Dr. Kara Fitzgerald: Yes.
Robert Lustig, MD: They work. I mean, I can’t discount the data. I can’t discount what we’re seeing in society, especially in Hollywood. We can’t wave a magic wand and say this isn’t true. It’s true. They do work. 16% mean weight loss over a year and that’s not chicken feed. That’s real. And so for patients who are morbidly obese, who are otherwise candidates for bariatric surgery, it makes sense to try a GLP-1 first. I’m for it. I’m not against them, I’m for them because they work.
Robert Lustig, MD: Now, let me put my scientist hat on. Why do they work? They work in two places. First place they work is here, they work on the reward center, to reduce the feeling of reward, which is one reason why people stop eating dessert and that’s good. On the other hand, it also causes depression. It doesn’t cause suicide, but it causes depression. Back in 2006, a drug was released in Europe. I don’t know if you remember this, but it was called rimonabant. The trade name was Acomplia and it was was an endocannabinoid antagonist. It was a CB1 receptor antagonist. It was the anti-munchies drug and it got approved and it got released to the European population and within two months of its approval and dissemination in Europe, there were 21 suicides because it turned off the reward system.
Robert Lustig, MD: And you know what, if you turn off the reward system, life ain’t worth living. And so these people basically cashed it in. And so this drug was immediately withdrawn and we haven’t seen another endocannabinoid antagonist on the market because of it. The reward system matters. You care about reward. It’s what gets you up in the morning. It’s what makes you go to work. This turns off reward. Now, it doesn’t seem to turn it off as bad as rimonabant did, but it turns it off. And there’s plenty of data showing an increase in major depressive disorder. Not suicide, but at least major depressive disorder. Is that a good thing? Not so good.
Robert Lustig, MD: Number two, it works on the GI tract. It delays gastric emptying. The food doesn’t move through the intestine and the stomach as fast. It gets held up and that’s where the side effects come from; the nausea, the vomiting, the pancreatitis, the gastroparesis. 3.4% of all patients who go on a GLP-1 get gastroparesis. Stomach turns to stone. And worse yet, when you stop the med, the gastroparesis doesn’t get better. Now, is that a good thing? Not really.
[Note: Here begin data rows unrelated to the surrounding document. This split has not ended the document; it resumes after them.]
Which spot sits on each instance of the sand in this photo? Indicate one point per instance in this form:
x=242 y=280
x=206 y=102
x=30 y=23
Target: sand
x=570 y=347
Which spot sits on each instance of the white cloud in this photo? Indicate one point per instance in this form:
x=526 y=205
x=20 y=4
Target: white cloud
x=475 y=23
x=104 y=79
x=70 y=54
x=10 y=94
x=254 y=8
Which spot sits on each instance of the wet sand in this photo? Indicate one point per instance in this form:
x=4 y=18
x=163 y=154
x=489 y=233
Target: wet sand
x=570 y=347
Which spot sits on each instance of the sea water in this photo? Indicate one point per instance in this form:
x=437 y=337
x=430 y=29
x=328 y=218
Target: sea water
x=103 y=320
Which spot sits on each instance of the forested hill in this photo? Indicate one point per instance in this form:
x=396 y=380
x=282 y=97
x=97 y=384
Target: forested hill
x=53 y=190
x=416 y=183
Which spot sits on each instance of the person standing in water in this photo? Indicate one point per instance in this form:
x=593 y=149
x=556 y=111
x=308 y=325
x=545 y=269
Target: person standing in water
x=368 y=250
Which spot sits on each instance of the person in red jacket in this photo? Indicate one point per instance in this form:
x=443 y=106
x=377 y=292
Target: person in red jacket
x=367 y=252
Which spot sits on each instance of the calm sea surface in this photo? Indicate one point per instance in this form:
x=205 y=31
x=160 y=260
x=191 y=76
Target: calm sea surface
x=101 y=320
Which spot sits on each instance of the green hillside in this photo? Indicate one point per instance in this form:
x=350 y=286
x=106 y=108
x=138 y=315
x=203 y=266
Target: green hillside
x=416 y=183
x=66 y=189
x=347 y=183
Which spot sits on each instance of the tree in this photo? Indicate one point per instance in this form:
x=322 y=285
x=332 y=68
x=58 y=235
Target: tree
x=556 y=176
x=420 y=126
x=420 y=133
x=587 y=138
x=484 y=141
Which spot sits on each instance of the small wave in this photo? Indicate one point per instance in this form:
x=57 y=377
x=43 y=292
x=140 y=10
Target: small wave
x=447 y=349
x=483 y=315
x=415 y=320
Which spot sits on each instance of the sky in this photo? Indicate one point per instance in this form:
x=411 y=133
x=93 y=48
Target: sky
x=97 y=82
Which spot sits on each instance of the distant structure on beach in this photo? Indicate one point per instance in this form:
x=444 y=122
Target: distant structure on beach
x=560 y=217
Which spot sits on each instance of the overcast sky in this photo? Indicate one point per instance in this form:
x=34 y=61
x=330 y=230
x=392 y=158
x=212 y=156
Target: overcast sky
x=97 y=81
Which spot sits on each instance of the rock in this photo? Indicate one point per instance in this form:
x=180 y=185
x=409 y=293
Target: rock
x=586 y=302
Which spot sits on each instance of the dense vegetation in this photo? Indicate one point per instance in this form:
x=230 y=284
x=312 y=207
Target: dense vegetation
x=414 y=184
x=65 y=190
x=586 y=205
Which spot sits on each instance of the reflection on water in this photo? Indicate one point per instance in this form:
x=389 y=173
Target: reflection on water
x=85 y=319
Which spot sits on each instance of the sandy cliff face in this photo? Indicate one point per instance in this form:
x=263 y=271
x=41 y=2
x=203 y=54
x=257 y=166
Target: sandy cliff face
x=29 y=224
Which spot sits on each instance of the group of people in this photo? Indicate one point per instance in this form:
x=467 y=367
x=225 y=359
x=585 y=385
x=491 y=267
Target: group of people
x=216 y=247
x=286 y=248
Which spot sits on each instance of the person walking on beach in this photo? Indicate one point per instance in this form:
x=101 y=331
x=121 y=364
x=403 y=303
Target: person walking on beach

It’s causing a significant amount of morbidity. Mortality, you know, gastroparesis and pancreatitis has a mortality associated with that as well.
Robert Lustig, MD: How else does it work? Well, you lose fat, which is good, but you also lose muscle, like we talked about before. Equal amounts of fat and muscle. You know what else causes the loss of equal amounts of fat and muscle? Starvation. That’s why it works, because you’re starving, because you’re actually eating less, because you can’t get the food through the intestine. So you’re eating less and you lose equal amounts of fat and muscle. Now, is that good? Well, losing fat is good, but losing muscle is not. As we talked about, sarcopenia is a risk factor for early demise. But are you solving that with GLP-1s? No. So they’re saying, OK, eat more protein to try to spare the muscle, except it doesn’t work unless you’re exercising. Well, if you were exercising, maybe you wouldn’t need the GLP-1s in the first place. So that’s an issue.
Robert Lustig, MD: And then finally, let me put my last hat on, my public health advocate hat. 16% weight loss, okay, not bad. It’s good. If everyone in America who qualified for GLP-1 actually got it, that would be 2.1 trillion to the healthcare industry and currently healthcare in this country costs 4.5 trillion. Basically it’s a 50% surcharge over what we’re currently paying. We don’t have the money for what we’re currently paying because Medicare is going to be broke by the year 2029. You want to add a 50% surcharge on top of that for 16% weight loss?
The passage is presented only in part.